OpenClaw's `memory-tdai/scene_blocks/` contains structured topic memories (e.g., "毕业论文与FedProxV2研究.md", "Android设备与ADB调试.md"). These are valuable context that should be migrated:

```bash
# List scene blocks
sudo ls -lh /root/.openclaw/memory-tdai/scene_blocks/

# Copy to migration directory
mkdir -p ~/.hermes/openclaw_migration/memory-tdai/scene_blocks
sudo cp /root/.openclaw/memory-tdai/persona.md ~/.hermes/openclaw_migration/memory-tdai/
sudo cp "/root/.openclaw/memory-tdai/scene_blocks/"*.md ~/.hermes/openclaw_migration/memory-tdai/scene_blocks/
```

Also check for `persona.md` — it contains user archetype and interaction preferences.

## Custom Skills Identification

Not all skills in workspace/skills/ are custom — many are installed from skillhub. Check for local modifications:

```bash
# Skills without .skillhub marker are local/modified
for skill in $(sudo ls /root/.openclaw/workspace/skills/); do
    if ! sudo test -f "/root/.openclaw/workspace/skills/$skill/.skillhub"; then
        echo "[LOCAL] $skill"
    fi
done
```

Prioritize migrating skills that:
1. Have custom scripts (e.g., `quark-ocr/scripts/quark_ocr.py`)
2. Contain user-specific configurations
3. Are referenced in user's workflows

## Local Memory System Alternative

When migrating from cloud-based memory services (e.g., mem0) that have request limits, consider setting up a local vector memory system. See `references/local-vector-memory.md` for:
- Chroma + embedding architecture
- Installation and usage
- API alternatives when primary embedding service is down

## Pitfalls

1. **Partial migration is worse than no migration** — user loses access to old system thinking data is migrated, but critical info is missing

2. **"I already migrated the important stuff"** — you probably didn't. Memory systems capture preferences, not infrastructure details like IPs and ports

3. **Credentials scattered across multiple files** — check `.env`, config files, memory files, scene blocks, etc.

4. **User corrections are signals** — when user says "你漏了X", that means your extraction was incomplete. Go back and do it properly.
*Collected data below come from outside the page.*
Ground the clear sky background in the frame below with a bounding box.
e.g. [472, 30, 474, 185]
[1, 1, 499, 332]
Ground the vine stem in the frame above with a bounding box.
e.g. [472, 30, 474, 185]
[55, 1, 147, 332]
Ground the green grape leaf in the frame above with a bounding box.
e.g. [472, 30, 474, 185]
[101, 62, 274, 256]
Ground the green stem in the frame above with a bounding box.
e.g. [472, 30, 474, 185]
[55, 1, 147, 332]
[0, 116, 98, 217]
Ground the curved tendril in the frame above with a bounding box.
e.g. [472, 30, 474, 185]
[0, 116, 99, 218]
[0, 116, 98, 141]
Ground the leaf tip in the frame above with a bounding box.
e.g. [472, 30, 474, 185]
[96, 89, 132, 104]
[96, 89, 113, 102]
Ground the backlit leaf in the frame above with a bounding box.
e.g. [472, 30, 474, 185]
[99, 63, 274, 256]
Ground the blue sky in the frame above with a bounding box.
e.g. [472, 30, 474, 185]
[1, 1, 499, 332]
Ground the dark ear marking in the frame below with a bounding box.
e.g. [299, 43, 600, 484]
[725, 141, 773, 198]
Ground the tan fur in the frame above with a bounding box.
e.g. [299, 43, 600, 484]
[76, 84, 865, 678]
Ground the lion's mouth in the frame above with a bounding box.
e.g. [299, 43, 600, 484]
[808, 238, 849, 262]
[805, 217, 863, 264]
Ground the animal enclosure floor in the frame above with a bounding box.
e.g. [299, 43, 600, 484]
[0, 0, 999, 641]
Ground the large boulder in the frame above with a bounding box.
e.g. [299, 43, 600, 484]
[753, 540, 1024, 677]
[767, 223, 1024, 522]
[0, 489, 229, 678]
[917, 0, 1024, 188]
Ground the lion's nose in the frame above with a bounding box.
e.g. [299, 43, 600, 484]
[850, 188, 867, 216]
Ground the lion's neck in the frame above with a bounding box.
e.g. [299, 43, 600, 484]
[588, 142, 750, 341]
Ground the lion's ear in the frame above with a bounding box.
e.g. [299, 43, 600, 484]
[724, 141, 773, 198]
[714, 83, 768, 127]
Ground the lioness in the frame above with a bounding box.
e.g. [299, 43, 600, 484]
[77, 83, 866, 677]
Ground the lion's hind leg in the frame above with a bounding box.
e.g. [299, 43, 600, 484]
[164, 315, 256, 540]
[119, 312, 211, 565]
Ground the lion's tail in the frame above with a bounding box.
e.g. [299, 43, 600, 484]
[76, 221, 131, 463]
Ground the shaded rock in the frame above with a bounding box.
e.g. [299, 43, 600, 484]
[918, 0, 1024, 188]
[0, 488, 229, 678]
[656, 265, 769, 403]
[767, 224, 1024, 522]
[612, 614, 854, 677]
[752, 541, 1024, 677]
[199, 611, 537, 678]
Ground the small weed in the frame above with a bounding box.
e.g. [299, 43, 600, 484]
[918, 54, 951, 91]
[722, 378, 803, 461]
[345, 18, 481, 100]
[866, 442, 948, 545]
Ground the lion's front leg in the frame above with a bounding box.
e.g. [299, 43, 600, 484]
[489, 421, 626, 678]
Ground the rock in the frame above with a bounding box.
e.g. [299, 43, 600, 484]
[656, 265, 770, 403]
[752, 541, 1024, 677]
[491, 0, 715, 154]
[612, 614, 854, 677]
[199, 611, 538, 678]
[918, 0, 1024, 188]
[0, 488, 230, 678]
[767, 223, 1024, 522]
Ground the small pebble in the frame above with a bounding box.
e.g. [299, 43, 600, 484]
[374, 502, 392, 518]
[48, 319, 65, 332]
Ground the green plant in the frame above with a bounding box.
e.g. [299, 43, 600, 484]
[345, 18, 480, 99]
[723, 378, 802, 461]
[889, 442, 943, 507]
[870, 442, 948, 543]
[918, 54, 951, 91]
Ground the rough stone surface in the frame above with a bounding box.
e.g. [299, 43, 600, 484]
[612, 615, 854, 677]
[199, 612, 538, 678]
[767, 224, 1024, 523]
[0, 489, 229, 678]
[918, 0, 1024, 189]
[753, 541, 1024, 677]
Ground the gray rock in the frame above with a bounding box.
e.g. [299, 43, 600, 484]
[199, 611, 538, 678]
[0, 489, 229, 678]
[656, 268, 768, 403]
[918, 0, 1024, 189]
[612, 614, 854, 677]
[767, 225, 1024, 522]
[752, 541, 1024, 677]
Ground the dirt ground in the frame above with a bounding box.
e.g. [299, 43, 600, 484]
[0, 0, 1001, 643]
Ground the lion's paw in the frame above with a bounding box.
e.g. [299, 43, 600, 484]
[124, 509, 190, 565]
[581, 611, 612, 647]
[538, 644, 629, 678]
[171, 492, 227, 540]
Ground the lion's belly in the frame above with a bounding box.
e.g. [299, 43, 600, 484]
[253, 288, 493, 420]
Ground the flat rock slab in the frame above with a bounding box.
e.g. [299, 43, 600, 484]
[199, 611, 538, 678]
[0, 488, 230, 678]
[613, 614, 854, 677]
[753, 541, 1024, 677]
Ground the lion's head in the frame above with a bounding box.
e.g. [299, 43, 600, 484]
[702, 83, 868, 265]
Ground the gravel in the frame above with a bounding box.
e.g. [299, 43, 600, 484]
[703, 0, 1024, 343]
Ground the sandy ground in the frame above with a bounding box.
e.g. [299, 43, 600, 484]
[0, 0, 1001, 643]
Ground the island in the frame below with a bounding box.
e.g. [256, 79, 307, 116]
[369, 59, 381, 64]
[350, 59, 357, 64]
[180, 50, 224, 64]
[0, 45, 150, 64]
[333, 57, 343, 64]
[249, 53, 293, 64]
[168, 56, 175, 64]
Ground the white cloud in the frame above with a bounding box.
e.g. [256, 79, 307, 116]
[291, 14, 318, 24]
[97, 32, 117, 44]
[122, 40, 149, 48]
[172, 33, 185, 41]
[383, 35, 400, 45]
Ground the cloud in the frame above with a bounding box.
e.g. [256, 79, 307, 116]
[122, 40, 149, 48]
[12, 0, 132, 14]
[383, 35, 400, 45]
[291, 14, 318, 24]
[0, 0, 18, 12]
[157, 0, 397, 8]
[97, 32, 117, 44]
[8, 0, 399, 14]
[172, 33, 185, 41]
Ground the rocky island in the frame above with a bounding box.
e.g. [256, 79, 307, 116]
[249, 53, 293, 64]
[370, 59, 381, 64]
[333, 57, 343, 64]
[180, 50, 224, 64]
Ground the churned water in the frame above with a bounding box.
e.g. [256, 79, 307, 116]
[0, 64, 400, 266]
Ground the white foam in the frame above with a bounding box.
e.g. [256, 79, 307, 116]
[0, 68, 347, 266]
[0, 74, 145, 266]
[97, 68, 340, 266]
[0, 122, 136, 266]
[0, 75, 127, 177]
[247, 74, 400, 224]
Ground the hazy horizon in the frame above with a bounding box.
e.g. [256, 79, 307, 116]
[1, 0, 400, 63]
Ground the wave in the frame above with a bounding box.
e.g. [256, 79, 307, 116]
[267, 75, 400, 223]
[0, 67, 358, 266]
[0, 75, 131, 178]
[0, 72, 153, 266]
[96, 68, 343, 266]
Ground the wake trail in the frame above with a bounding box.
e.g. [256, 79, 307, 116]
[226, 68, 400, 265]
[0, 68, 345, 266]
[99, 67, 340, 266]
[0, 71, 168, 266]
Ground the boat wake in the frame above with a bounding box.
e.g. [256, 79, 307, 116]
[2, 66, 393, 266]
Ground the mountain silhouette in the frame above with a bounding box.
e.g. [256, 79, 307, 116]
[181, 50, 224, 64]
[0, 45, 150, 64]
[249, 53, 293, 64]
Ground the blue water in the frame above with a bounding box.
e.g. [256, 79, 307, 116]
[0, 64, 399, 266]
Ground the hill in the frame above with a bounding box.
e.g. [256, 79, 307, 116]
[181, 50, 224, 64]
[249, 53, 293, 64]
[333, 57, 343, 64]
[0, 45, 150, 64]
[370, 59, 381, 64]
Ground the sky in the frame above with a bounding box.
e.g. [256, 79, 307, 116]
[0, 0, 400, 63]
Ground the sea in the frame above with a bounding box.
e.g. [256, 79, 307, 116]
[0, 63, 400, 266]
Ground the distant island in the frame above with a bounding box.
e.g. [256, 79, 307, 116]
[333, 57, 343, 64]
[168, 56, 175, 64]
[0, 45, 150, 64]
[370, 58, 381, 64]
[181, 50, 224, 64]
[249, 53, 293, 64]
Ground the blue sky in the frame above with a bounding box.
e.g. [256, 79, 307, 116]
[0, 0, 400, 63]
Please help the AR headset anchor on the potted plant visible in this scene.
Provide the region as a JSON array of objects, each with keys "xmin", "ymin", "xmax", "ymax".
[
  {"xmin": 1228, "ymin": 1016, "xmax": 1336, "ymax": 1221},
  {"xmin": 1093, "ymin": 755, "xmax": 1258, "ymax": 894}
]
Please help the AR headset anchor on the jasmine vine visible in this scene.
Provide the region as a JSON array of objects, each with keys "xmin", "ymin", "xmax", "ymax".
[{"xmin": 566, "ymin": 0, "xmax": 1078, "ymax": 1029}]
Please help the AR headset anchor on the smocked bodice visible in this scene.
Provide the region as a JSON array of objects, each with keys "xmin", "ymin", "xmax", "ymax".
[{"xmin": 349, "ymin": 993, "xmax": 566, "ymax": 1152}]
5. **Don't suggest deletion prematurely** — disk space pressure is not an excuse to lose irreplaceable configuration data

7. **Search API keys live in plugin configs, not top-level** — Tavily, Brave, Exa, SearXNG keys are stored under `plugins.entries["openclaw-<name>"].config.webSearch.apiKey` in `openclaw.json`, not in the main `.env`. Always grep plugin entries specifically:
   ```bash
   sudo python3 -c "
   import json
   with open('/root/.openclaw/openclaw.json') as f:
       d = json.load(f)
   for k, v in d.get('plugins', {}).get('entries', {}).items():
       cfg = v.get('config', {})
       if 'webSearch' in cfg or 'apiKey' in cfg:
           print(k, json.dumps(cfg, indent=2))
   "
   ```
   Then add to `~/.hermes/.env` as `TAVILY_API_KEY`, `BRAVE_API_KEY`, etc.

8. **Verify files before sending** — when transferring files from user's PC, always verify MD5 matches after download. User had a case where AI sent an outdated file version to their advisor because the download grabbed a cached/old version instead of the current one.

9. **Credential typos in extracted docs** — even after careful extraction, typos happen (e.g., `MYNmym888` vs `MYNmyn888` — m vs n). When SSH login fails with "Permission denied" but you're sure the server is right, search the OpenClaw session history for the correct password:
   ```bash
   grep -h "服务器名.*密码\|password.*服务器\|ssh.*IP地址" ~/.hermes/openclaw_sessions_backup/memory_conversations/*.jsonl | head -10
   ```
   Historical conversations often contain the correct credentials that were actually used successfully.